I tried things such as: $$\frac{a+b}{c} + 6c \ge 2\sqrt{6(a+b)}$$ or $$\frac{a}{c} + 3c \ge 2\sqrt{3a}$$ which if summed side by side would equal : $$LHS \ge 4\sqrt{3a} + 4\sqrt{3b} + 4\sqrt{3c}$$
From what I have to prove , it seems that I need to get on the RHS a big square root of the factor 8 and factor $(\sqrt\frac{1-a}{a} + \sqrt\frac{1-b}{b} + \sqrt\frac{1-c}{c})$ but I don't see any methotds how.
Any kind of help would be great and thank you in advance.
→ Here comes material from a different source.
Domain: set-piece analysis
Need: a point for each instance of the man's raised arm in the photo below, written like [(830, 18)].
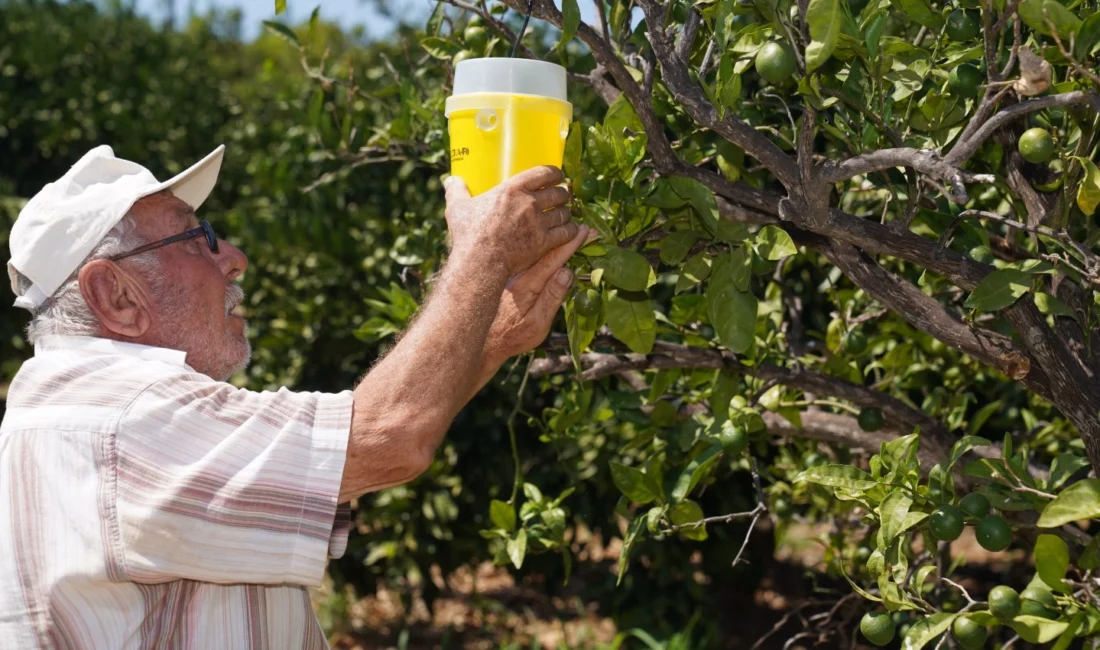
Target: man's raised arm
[(407, 401)]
From a+b+c=1 we get that a+b=1-c etc, so the LHS is equal to $\frac{1-a}{a}+\frac{1-b}{b}+\frac{1-c}{c}+6$. We can use the notation $x=\frac{1-a}{a}, y=\frac{1-b}{b}, z=\frac{1-c}{c}$ and now the inequality can be written as $x+y+z+6 \geq 2\sqrt{2}(\sqrt{x}+\sqrt{y}+\sqrt{z})$. Multiplying the RHS and moving everything to the LHS, we get $(x-2\sqrt{2x}+2) +(y-2\sqrt{2y}+2) +(z-2\sqrt{2z}+2) \geq 0$, which is equivalent to $(\sqrt{x}-\sqrt{2})^2+(\sqrt{y}-\sqrt{2})^2+(\sqrt{z}+\sqrt{2})^2 \geq 0$, which is true. Given the fac that $a+b+c=1$ and $\sqrt{\frac{1-a}{a}}$ is defined, we don't have to check the boundries of $x,y,z$.